See our amazing costumes up close and learn from costume designers and technicians how the costumes are designed, constructed, and cared for. Costume Seminars are at 11 a.m. each Tuesday and Friday from June 30 to September 4 in the Randall L. Jones Theatre.
Sponsored by The Guild of the Utah Shakespeare Festival.
Get to know some of the actors at the Festival and ask them questions about their careers and roles. These seminars are at 11 a.m. each Wednesday and Saturday from June 27 to September 5 in the Seminar Grove south of the Adams Theatre and at 10 a.m. each Thursday and Saturday from September 19 to October 31 in the Randall L. Jones Theatre.
Sponsored by The Balcony Bards.
Prepare for the play with these short and informative orientations conducted by theatre experts.
Heighten your experience by learning about the play before you see it, as well as asking questions about the Festival and Cedar City.
Orientations begin at 1:15 p.m. before matinees and at 6:45 p.m. before evening performances in the Auditorium Theatre from June 25 to September 5. Beginning on September 11 and running through October 31, they are at 1:15 p.m. and 7 p.m. in the Auditorium Theatre.
Sponsored by The Ashton Family Foundation.
One Night Only: Broadway at the Festival! August 7, 2015 at 11:30 p.m. in the Auditorium Theatre.
Bardway, Baby! is a late-night concert event featuring classic Broadway show tunes.
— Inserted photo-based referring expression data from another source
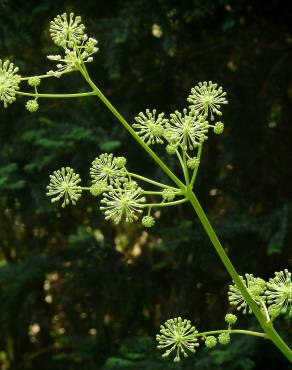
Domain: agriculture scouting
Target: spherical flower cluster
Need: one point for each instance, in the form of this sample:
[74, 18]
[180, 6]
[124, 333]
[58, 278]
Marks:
[148, 221]
[210, 341]
[178, 336]
[224, 338]
[207, 98]
[149, 127]
[230, 318]
[9, 82]
[107, 168]
[218, 128]
[67, 30]
[255, 287]
[32, 106]
[64, 184]
[98, 188]
[193, 163]
[188, 129]
[279, 293]
[123, 201]
[168, 195]
[34, 81]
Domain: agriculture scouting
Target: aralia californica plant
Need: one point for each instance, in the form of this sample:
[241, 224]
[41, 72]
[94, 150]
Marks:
[121, 193]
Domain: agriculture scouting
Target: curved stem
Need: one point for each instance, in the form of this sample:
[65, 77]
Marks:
[145, 179]
[162, 204]
[128, 127]
[266, 326]
[77, 95]
[236, 331]
[196, 169]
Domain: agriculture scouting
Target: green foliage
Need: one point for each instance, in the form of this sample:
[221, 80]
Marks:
[126, 291]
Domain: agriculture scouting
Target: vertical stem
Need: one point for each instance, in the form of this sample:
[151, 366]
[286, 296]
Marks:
[267, 326]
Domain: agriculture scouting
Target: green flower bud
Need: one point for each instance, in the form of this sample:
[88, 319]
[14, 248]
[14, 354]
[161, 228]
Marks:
[193, 163]
[224, 338]
[34, 81]
[218, 128]
[170, 149]
[210, 342]
[32, 106]
[148, 221]
[168, 194]
[230, 318]
[98, 188]
[120, 162]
Performed by Festival actors, will be presented August 7, 2015 at approximately 11:30 p.m. in the Auditorium Theatre.
The fundraising concert will support the newly formed artistic initiative fund which was created to promote the Festival’s growth in artistic excellence.
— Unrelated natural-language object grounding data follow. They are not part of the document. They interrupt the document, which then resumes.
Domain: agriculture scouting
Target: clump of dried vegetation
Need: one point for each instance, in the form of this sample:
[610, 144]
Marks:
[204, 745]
Tickets are $25 for reserved seating and are available now at the Festival ticket office or by calling 1-800-PLAYTIX.
Presented by the Guild of the Utah Shakespeare Festival, Curtain Call Luncheons feature lunch and questions-and-answers with Festival actors and artists. They are July 7, 17, 21, and 31; August 4, 6, 11, 18, 20, and 25; and September 1 at 12 noon in the SUU Alumni House. Tickets are $17.50 in advance and $20 at the door.
The Utah Shakespeare Festival has embarked on an exciting new initiative to produce the entire canon of Shakespeare’s thirty-eight plays between 2012 and 2023. During these years, you may have more than one opportunity to see such plays as The Taming of the Shrew and King Lear, but productions of plays such as this year’s Henry IV Part Two and The Two Gentlemen of Verona will definitely be more rare. So start planning now; you don’t want to miss a single experience.
As part of the Complete-the-Canon Project, the Festival is producing all ten of Shakespeare’s history plays in chronological order, beginning in 2013 with King John and Richard II and in 2014 with Henry IV Part One, then continuing this year with Henry IV Part Two, and in the future with Henry V, Henry VI Part One, Henry VI Part Two, Henry VI Part Three, Richard III, and Henry VIII. One of the goals of the History Cycle is to give a cohesiveness to these plays that will be engaging and dramatic.